I'm training a Gaussian Process regressor in a mix of categorical and numerical features, and for most categorical features, the amount of data I have is ok, but some categorical features are really sparse, and I think that makes the model mess up when it's tested against those features.
Is there a way to weight the categorical features (and the categorical features only, because the numerical features go in a continuous range from 0 to 100 and are not directly related with the categorical features) so those which appear less affect the score less.
I've seen the sample_weight parameter in the r2_score function, but I think that won't cut it for me, as it seems to apply the weights in every single column, and I don't want that.
I've also seen this excelent question and answer about the parameters sample_weights and class_weights, but they don't state whether it's possible to assign weights to certain features only.
I've been trying different things, and I found that you can set the weights for any function doing something like this:
def weighted_r2(y_true, y_pred, sample_weight):
return r2_score(y_true, y_pred, sample_weight=sample_weight)
weighted_r2_scorer = make_scorer(weighted_r2, greater_is_better=True, needs_proba=False, needs_threshold=False, sample_weight=x.index)
That can be fed to the GridSearchCV function and it should work. The only problem with this is that the sample_weight parameter should be the same length as the sample features
I can hear you saying that they are the same, but they aren't, because of cross validation, the sample space gets chopped up in parts (5 by default) and that changes the number of items in the sample space (but not in the weights...), as proof, I give you the error that gets thrown like a thousand times when I run this:
UserWarning: Scoring failed. The score on this train-test partition for these parameters will be set to nan.
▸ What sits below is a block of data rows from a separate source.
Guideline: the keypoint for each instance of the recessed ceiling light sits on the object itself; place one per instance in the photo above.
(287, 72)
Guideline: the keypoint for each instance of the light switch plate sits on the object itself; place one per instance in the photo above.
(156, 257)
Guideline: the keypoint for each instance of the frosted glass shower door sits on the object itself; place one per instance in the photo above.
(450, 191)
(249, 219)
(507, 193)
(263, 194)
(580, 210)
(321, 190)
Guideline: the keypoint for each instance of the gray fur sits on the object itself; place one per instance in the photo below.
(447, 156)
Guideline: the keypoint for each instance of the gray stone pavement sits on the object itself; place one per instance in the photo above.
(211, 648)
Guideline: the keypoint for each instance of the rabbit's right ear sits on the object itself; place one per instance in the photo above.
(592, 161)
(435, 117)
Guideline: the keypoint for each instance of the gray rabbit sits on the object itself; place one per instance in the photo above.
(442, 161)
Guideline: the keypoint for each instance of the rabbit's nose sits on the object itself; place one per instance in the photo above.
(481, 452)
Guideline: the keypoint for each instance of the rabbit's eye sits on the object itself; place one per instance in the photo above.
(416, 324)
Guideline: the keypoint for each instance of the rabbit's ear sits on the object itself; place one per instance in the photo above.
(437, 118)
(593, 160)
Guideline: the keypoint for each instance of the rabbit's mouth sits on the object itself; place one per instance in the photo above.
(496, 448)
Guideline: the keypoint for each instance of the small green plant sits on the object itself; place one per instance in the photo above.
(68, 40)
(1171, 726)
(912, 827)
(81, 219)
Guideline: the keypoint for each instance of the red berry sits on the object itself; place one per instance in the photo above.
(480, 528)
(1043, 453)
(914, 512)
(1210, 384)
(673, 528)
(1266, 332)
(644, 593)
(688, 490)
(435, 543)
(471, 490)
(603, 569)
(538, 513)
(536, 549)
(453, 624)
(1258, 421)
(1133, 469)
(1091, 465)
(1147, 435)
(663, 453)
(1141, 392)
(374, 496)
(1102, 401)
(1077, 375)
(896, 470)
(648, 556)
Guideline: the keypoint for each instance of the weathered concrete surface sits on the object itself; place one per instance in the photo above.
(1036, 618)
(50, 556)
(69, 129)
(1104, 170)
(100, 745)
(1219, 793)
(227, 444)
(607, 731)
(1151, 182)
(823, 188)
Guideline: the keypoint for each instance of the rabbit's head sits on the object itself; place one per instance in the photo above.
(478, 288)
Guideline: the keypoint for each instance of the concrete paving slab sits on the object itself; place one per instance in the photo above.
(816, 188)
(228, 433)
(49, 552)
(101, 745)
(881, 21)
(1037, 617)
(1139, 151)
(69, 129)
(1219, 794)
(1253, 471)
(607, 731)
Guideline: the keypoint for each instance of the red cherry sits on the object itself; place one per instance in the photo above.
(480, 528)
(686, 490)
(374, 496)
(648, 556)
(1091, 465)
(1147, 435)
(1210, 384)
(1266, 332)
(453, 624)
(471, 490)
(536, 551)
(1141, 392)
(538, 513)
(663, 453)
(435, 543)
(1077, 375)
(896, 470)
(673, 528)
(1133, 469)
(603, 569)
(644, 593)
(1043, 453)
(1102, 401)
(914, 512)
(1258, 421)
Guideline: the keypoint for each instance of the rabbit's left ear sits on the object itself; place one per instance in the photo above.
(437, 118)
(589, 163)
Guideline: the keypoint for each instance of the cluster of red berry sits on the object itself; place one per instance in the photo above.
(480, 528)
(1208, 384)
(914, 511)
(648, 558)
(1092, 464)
Details:
Traceback (most recent call last):
File "D:\InSilicoOP-FUAM\INSILICO-OP\.conda\lib\site-packages\sklearn\model_selection\_validation.py", line 767, in _score
scores = scorer(estimator, X_test, y_test)
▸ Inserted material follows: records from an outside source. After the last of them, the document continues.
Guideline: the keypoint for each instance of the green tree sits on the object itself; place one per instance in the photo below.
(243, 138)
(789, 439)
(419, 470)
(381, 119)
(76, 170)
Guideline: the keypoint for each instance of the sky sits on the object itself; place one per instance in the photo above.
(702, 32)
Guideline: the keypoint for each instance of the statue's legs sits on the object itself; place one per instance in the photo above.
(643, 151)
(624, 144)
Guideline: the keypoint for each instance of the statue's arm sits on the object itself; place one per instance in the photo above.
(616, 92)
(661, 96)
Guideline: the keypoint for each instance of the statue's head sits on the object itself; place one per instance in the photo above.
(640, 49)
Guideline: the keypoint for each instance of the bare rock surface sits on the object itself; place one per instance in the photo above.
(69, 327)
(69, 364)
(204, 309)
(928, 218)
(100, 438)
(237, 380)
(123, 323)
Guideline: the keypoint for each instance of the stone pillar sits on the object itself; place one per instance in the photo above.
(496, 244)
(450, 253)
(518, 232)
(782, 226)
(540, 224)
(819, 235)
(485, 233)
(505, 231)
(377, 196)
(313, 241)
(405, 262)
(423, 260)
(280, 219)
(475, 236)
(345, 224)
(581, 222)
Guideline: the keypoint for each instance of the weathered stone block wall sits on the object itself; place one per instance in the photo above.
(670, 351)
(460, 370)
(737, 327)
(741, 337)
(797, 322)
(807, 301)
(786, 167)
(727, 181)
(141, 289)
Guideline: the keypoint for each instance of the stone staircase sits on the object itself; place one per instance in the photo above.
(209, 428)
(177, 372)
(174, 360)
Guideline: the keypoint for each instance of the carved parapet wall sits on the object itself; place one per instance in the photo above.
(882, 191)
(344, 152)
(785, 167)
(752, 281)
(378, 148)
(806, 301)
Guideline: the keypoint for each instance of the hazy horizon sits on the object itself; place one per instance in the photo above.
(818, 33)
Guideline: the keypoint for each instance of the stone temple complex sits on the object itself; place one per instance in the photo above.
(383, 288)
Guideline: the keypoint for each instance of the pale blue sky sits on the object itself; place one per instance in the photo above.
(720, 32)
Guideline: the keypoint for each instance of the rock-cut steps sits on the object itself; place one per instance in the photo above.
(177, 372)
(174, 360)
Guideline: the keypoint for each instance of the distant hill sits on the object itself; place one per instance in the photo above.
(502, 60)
File "D:\InSilicoOP-FUAM\INSILICO-OP\.conda\lib\site-packages\sklearn\metrics\_scorer.py", line 220, in __call__
return self._score(
File "D:\InSilicoOP-FUAM\INSILICO-OP\.conda\lib\site-packages\sklearn\metrics\_scorer.py", line 268, in _score
return self._sign * self._score_func(y_true, y_pred, **self._kwargs)
File "D:\InSilicoOP-FUAM\INSILICO-OP\src\bayesian_model.py", line 58, in weighted_r2
return r2_score(y_true, y_pred, sample_weight=sample_weight)
File "D:\InSilicoOP-FUAM\INSILICO-OP\.conda\lib\site-packages\sklearn\metrics\_regression.py", line 914, in r2_score
check_consistent_length(y_true, y_pred, sample_weight)
File "D:\InSilicoOP-FUAM\INSILICO-OP\.conda\lib\site-packages\sklearn\utils\validation.py", line 397, in check_consistent_length
raise ValueError(
ValueError: Found input variables with inconsistent numbers of samples: [263, 263, 329]
You can do the math, 263 is indeed 4/5 * 329.
Any help will be welcome